War es der Alkohol, oder warum kam ihr sonst ohne weiteres Nachdenken die kecke Gegenfrage "Echt? Was steht denn auf dem Menuplan?" über die Lippen.
"Äh, Scaloppine in Weißweinsoße, glaube ich!", entgegnete Florio etwas verdattert.
"Klingt gut!"
"Meine Nonna kocht auch sehr gut!"
"Na, dann ...
"Also, ...?"
"Ja!"
Es war Wahnsinn, sie kannte Florio eigentlich überhaupt nicht! Offensichtlich interessierte er sich für sie, und das auf eine sehr schüchterne aber auch süße Weise, doch das konnte ja auch nur ein Trick sein, um sie in die Kiste zu bekommen.
"Ähm, mein Fiat steht da hinten auf dem Parkplatz!", sagte Florio jetzt etwas sicherer und geleitete eine sichtlich aufgeregte Lenka zu seinem Automobil.
Sie fuhren auf der Landstraße Richtung Grosseto. Die Fahrbahn führte kurz nach dem Ortsausgang in einen dichten Pinienwald, durch den auf einer Länge von mehreren Kilometern immer wieder kleine Sandwege ins Nichts zu führen schienen.
"Wo geht es denn da hin?", fragte Lenka Florio gut gelaunt.
"Ach, jenseits des Waldes liegt ein riesiger Naturstrand.
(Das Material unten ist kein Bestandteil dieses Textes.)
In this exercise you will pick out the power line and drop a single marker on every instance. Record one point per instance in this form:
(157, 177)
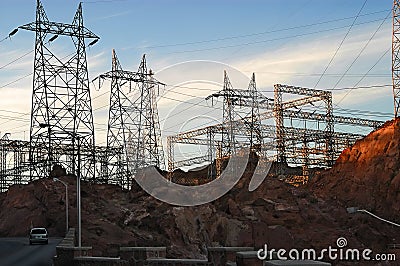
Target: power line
(259, 33)
(341, 43)
(362, 50)
(271, 40)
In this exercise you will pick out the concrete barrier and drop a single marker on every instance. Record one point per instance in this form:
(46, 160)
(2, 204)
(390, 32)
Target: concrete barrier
(100, 261)
(177, 262)
(295, 263)
(223, 255)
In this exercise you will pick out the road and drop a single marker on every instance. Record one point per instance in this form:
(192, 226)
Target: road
(17, 251)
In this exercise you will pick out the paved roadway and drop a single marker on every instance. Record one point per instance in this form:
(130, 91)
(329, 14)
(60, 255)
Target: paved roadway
(17, 251)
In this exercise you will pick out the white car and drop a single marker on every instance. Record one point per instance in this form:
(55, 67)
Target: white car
(38, 235)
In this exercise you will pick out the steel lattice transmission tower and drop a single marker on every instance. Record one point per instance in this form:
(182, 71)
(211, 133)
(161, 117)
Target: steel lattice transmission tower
(61, 116)
(396, 57)
(134, 136)
(238, 132)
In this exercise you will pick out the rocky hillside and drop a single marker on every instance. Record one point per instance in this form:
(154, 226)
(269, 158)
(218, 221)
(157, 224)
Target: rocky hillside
(367, 174)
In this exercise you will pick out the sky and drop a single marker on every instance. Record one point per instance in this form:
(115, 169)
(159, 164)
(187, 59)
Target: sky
(330, 44)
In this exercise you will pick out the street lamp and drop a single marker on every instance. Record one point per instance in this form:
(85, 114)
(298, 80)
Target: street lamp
(55, 179)
(78, 178)
(352, 210)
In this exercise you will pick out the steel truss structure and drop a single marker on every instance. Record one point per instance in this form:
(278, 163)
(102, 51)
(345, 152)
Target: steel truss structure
(396, 57)
(302, 146)
(61, 113)
(134, 136)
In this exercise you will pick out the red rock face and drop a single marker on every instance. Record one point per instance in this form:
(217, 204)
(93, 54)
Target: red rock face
(367, 174)
(276, 213)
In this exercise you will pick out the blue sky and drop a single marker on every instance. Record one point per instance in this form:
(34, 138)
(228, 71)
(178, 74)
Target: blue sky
(190, 43)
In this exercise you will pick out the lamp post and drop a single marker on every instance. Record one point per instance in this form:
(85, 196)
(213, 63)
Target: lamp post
(78, 194)
(78, 179)
(352, 210)
(66, 201)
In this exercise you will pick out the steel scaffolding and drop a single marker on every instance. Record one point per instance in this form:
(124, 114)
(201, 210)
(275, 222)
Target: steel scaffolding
(294, 145)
Ist aber nie viel los, normalerweise stapfen da nur ein paar Angler die Dünen entlang. Um diese Uhrzeit ist man sogar völlig alleine!"
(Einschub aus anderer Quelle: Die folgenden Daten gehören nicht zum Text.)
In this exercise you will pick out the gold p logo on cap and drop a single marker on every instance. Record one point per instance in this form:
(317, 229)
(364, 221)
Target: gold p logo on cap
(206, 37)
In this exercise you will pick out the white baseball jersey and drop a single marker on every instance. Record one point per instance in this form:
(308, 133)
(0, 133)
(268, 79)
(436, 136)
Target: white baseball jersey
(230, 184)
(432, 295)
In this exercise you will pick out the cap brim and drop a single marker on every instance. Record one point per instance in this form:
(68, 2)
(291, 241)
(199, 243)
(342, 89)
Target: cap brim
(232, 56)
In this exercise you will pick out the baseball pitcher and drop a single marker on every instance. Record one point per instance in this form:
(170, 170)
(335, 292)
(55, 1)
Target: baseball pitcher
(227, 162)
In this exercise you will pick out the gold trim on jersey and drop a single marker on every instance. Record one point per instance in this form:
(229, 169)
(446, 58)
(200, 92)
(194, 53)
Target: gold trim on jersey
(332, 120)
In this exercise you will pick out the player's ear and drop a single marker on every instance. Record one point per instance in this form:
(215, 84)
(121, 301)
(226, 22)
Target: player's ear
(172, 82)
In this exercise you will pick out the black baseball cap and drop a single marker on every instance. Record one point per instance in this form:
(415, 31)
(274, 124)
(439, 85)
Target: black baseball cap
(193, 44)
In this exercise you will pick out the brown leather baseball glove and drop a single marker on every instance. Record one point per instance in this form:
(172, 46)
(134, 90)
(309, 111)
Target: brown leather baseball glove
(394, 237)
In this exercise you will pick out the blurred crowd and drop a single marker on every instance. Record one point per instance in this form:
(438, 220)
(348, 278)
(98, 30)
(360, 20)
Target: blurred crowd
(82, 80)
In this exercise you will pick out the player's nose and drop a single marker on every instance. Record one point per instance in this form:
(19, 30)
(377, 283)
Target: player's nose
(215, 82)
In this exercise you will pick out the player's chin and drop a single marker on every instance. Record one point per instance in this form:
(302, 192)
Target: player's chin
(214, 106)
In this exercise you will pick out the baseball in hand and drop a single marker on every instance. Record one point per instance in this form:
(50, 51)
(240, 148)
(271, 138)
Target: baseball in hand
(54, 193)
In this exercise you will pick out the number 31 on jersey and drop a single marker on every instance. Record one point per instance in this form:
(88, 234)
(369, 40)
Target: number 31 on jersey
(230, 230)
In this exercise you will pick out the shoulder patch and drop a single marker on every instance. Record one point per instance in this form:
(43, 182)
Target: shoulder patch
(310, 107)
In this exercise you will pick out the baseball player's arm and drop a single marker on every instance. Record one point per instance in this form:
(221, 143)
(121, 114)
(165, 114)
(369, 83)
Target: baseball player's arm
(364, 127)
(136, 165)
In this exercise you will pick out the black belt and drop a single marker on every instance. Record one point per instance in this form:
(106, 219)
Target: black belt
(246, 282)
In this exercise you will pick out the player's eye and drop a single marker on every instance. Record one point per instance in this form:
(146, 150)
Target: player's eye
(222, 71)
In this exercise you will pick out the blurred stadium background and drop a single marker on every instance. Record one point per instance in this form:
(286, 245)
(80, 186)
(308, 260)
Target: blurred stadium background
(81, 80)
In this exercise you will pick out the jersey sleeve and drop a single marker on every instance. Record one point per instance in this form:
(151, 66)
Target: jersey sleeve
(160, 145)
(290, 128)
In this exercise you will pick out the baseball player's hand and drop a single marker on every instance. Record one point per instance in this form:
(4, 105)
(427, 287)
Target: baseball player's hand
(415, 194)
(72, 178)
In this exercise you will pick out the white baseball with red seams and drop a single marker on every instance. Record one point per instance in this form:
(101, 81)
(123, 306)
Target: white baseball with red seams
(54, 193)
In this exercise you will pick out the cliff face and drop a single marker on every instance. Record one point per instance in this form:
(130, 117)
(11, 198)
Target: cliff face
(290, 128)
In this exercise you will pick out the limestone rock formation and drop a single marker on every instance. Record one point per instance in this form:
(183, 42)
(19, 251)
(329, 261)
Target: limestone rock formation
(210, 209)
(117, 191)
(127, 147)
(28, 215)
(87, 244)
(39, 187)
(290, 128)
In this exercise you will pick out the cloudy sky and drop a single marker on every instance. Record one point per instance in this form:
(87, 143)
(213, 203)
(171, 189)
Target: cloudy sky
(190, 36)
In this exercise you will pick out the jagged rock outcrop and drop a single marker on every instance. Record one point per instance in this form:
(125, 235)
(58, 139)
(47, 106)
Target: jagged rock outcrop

"Oh, darüber habe ich im Hotel was gelesen. Schade nur, dass ich da wahrscheinlich nie hinkommen werde. Ein junges, schutzloses Mädel so ganz einsam zwischen Pinien und den Weiten des Meeres ...!" Lenka kicherte und sah ein wenig sehnsüchtig auf die vorbeiziehende Baumlandschaft.
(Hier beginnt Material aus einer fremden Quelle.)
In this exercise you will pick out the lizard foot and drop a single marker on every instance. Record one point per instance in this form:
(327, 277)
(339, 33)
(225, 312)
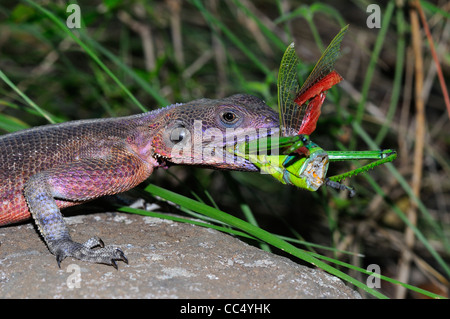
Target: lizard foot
(86, 252)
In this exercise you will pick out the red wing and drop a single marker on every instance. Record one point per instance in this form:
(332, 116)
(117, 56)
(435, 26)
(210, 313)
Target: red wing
(316, 95)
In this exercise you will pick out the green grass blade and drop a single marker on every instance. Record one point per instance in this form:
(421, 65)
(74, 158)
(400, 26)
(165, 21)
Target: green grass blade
(255, 232)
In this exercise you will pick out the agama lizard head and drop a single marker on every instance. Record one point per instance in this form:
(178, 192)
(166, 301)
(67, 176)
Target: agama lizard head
(201, 131)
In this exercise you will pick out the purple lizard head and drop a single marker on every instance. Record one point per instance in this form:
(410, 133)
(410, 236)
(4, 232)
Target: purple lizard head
(198, 132)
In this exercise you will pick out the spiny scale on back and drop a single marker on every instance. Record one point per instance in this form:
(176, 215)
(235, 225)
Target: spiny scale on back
(50, 167)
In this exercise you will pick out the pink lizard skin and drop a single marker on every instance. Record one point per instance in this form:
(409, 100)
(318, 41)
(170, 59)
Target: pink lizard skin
(47, 168)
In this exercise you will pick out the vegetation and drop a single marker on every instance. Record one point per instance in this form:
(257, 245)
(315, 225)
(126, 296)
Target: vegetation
(131, 56)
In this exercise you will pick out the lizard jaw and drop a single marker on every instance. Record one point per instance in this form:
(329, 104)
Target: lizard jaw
(213, 155)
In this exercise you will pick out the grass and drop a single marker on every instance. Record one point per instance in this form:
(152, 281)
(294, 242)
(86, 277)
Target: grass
(53, 74)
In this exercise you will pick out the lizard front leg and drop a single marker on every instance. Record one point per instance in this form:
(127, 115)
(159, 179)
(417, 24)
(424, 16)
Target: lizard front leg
(79, 181)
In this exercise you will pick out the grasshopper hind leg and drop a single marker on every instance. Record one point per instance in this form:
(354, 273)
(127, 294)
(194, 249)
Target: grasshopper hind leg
(339, 186)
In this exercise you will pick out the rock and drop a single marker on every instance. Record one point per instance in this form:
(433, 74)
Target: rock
(166, 260)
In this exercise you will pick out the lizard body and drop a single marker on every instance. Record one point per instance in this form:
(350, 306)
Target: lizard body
(50, 167)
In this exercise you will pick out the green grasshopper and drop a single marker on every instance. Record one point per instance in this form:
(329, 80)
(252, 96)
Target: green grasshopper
(303, 163)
"Also, wenn – wenn du willst, kann ich ja die Tage mit dir runter gehen!", schlug Florio etwas zögerlich vor.
"Ich will aber jetzt!", flachste Lenka. "Bestimmt geht genau in diesem Moment die Sonne unter!"
Florio lächelte. "Naja, zehn Minuten könnten wir entbehren!", sagte er dann nachdenklich.
Sie schauten sich an. Lenka begann zu grinsen und auch Florios Mundwinkel umspielte ein Lächeln. Wenig später hielten sie an einem der provisorischen Parkplatze am Straßenrand, die nicht aus mehr als einem schmalen Streifen aus Wurzeln und Staub bestanden.
Unter den Pinien herrschte eine angenehme Stimme. Der Abendwind fuhr leise seufzend durch das dichte Geäst. Sie gingen den schmalen Weg entlang und kamen bald an alten Steinmauern vorbei. Florio erklärte ihr, dass an dieser Stelle früher ein Restaurant und mehrere Hotels gestanden hätte, seit Anfang der 90'er Jahre aber geschlossen waren und mehr und mehr zerfielen. Etwas weiter in Richtung Strand zerriss das dunkelgrüne Dach aus Nadeln und Zweigen plötzlich und man sah den fahlen Himmel. In der Ferne rauschten kaum hörbar die Wellen. Den Sonnenuntergang hatte sie verpasst!
Die beiden ließen sich auf einer kleinen Erhöhung zwischen den staudenbewachsenen Dünen nieder und blickten auf die gekräuselte Wasseroberfläche unter ihnen. In der Dunkelheit der aufkommenden Nacht lag im Norden die ganze Bucht gesprenkelt mit den blinkenden Lichtern der Uferpromenade von Castiglione vor ihren Augen. Im Süden schimmerte schwach und dunstig die Beleuchtung von Marina di Grosseto durch die Hügel. Und ganz am Horizont, nicht mehr als ein mattschwarzer Strich in endlosen Gewässern, sah man die Insel Giglio.
Lenka blickte zu Florio, dieser seufzte und flüsterte: "Ist doch trotzdem schön hier, oder?" Gleichzeitig bewegte er langsam seinen Arm hinter sie und berührte ganz sachte ihre Schulter.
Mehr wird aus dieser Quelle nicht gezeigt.